Over the past few years the Friends of the Mohawk Towpath Byway volunteers have partnered with River Keeper volunteers to sample Mohawk River water to monitor the water quality of the Mohawk as it flows through the Byway corridor. This stretch of waterway has a water quality classification of B meaning it is good for swimming and fishing.

Every month Jeff Slater, Mary MacDonald, and I sample up to a half dozen sites up and down the Mohawk River. In this image Libbie Cococcia captured me as I cap a sample near Mohawk Harbor in Schenectady. As you can see this is on a pleasant late spring day. The water sample is packed in ice to slow any bacterial change in the sample. These samples and those from other volunteers along the river and tributaries are delivered to a laboratory at SUNY Cobleskill. There they are analyzed for bacterial markers that are indicative of sewage contamination.
But the weather and the flow in the river varies from one sampling day to the next month’s sampling day. One sample might be taken after a day of rain or a heavy thunderstorm one of the previous afternoons.
So what have we found?
Generally the water quality is good along the Byway. However there are several areas of concern especially after a precipitation event.

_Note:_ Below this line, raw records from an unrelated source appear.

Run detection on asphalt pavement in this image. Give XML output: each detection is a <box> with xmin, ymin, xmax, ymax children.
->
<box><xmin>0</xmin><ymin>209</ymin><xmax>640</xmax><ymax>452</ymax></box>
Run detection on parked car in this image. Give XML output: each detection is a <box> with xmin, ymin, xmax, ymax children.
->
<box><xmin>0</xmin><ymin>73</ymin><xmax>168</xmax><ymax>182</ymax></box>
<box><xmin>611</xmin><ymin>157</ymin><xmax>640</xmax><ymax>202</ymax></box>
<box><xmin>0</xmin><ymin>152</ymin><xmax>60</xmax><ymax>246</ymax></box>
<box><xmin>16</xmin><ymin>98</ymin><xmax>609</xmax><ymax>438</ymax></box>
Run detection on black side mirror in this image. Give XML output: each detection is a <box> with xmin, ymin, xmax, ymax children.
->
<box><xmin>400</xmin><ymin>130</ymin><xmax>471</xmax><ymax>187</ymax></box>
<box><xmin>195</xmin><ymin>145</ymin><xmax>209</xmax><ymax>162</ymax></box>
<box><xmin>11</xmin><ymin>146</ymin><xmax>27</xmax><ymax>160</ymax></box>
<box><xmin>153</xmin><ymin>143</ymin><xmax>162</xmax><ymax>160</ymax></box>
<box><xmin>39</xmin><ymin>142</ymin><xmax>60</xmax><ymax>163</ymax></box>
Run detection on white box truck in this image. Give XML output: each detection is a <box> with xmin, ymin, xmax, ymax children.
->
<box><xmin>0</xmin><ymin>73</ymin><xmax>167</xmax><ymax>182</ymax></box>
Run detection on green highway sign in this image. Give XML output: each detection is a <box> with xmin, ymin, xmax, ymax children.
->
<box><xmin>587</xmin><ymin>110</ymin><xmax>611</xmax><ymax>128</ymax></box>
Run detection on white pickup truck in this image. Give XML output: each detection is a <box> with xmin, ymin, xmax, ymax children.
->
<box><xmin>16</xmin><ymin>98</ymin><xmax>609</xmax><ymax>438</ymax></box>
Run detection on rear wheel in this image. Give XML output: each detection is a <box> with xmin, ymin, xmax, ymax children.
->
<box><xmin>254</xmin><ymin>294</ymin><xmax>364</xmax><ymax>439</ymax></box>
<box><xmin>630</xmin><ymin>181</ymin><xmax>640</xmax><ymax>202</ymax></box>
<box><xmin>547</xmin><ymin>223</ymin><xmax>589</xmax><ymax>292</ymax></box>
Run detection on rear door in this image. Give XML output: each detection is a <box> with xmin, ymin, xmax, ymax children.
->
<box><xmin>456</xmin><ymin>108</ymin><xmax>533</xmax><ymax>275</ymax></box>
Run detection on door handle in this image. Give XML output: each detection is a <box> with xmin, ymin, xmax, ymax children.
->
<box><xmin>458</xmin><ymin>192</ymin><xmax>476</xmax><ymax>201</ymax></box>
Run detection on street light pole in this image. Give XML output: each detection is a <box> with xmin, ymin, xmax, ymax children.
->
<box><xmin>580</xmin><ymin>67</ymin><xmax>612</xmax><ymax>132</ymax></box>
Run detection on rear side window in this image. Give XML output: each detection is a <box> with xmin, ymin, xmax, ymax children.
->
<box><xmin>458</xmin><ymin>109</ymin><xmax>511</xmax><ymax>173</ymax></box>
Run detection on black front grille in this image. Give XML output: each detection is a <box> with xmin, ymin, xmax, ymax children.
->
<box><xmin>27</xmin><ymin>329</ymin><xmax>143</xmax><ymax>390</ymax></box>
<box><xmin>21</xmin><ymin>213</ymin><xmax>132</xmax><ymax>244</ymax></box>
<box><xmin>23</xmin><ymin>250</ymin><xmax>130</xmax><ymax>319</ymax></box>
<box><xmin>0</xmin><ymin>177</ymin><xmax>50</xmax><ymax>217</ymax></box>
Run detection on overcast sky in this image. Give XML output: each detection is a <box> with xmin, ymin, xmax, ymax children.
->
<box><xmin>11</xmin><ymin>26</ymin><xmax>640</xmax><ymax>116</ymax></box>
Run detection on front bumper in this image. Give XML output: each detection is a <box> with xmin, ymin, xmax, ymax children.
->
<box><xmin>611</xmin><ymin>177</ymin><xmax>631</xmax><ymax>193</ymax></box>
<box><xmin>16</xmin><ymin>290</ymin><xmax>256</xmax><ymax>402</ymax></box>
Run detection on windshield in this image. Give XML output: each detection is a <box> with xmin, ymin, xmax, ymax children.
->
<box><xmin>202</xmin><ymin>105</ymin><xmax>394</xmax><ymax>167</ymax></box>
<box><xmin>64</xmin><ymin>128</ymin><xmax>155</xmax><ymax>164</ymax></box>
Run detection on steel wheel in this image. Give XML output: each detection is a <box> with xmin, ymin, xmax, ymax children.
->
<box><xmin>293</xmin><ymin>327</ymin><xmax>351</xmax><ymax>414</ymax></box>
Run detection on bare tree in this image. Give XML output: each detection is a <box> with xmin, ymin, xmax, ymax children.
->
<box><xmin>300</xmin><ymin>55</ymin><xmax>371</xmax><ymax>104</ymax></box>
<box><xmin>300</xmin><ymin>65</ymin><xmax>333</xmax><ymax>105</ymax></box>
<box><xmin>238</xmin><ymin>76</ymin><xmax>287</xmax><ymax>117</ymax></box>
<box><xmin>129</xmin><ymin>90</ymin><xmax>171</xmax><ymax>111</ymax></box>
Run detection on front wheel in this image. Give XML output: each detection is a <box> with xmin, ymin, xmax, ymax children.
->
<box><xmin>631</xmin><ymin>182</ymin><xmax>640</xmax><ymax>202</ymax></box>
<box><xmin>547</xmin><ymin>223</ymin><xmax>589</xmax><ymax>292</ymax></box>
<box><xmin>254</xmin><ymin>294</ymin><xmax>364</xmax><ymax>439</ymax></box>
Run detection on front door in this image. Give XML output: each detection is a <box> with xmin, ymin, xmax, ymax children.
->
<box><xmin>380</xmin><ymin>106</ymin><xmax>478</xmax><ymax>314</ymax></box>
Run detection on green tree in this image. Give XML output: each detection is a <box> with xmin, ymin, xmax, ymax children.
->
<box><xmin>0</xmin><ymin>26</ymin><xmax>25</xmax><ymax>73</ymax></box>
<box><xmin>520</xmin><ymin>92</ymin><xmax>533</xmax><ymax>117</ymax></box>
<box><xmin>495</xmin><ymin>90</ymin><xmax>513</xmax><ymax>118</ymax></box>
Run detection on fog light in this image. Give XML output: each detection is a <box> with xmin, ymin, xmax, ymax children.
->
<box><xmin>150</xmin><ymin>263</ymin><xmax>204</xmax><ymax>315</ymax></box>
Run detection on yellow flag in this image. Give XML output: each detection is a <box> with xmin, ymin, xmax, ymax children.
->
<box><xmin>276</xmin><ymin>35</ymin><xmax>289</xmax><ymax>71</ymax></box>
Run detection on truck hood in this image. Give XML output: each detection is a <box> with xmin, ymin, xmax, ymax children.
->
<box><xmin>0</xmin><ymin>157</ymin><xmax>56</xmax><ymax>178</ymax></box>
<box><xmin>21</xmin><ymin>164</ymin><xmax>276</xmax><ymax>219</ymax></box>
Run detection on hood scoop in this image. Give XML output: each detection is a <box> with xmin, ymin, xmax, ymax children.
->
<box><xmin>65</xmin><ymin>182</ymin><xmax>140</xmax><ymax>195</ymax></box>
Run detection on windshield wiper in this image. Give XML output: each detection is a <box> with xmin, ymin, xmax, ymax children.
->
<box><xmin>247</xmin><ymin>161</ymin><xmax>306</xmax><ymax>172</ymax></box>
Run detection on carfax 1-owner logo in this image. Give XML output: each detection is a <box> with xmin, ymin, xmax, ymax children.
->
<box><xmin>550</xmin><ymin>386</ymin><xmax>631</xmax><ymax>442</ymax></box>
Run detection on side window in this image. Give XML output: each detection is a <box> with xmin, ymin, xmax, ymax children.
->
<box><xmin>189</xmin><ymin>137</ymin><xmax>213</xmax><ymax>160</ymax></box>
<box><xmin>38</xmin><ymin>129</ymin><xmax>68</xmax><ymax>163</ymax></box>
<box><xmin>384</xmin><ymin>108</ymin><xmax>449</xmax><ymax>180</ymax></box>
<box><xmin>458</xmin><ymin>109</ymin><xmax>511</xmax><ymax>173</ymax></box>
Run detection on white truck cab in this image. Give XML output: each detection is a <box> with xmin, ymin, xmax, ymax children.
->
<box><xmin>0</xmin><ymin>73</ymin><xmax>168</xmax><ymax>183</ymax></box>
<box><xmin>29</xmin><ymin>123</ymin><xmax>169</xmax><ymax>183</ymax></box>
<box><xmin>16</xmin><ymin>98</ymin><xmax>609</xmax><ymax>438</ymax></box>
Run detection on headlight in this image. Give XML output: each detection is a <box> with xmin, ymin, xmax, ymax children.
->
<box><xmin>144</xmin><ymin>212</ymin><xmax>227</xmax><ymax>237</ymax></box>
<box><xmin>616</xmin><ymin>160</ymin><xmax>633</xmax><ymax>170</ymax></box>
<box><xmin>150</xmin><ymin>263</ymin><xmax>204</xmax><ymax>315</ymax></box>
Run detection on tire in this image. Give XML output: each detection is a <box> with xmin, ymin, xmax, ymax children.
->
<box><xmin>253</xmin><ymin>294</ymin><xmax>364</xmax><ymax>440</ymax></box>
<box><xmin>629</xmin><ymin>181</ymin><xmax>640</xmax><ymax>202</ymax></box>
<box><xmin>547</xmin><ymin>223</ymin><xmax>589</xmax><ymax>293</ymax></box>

One of these areas is right here near the Mohawk Harbor. There may be a problem with aging sewer system in the relative small watershed that starts in Niskayuna, runs west through the northern half of Union College campus, and enters the Mohawk upstream of the Rivers Casino. The lesson here is don’t fall in the river, don’t swim in the River here, and, personally, wash my hands after sampling before I eat lunch.
Another area of concern is the stretch of the Mohawk right around the I-87 Northway bridge over the Mohawk River. Immediately upstream is the Town of Colonie’s sewage treatment plant. So we look at the operating records, annual NYSDEC inspection reports, and flow records through the treatment plant using major precipitation events. No smoking gun.
But there is a small tributary that flows into the River just upstream of the sewage treatment plant. Could this be problem?
Finally there are three of five sampling points on branches of the Mohawk as it enters the Hudson River between Waterford, Cohoes and Troy. In these three points only one of two US EPA criteria for swimming and direct contact with surface water is consistently met.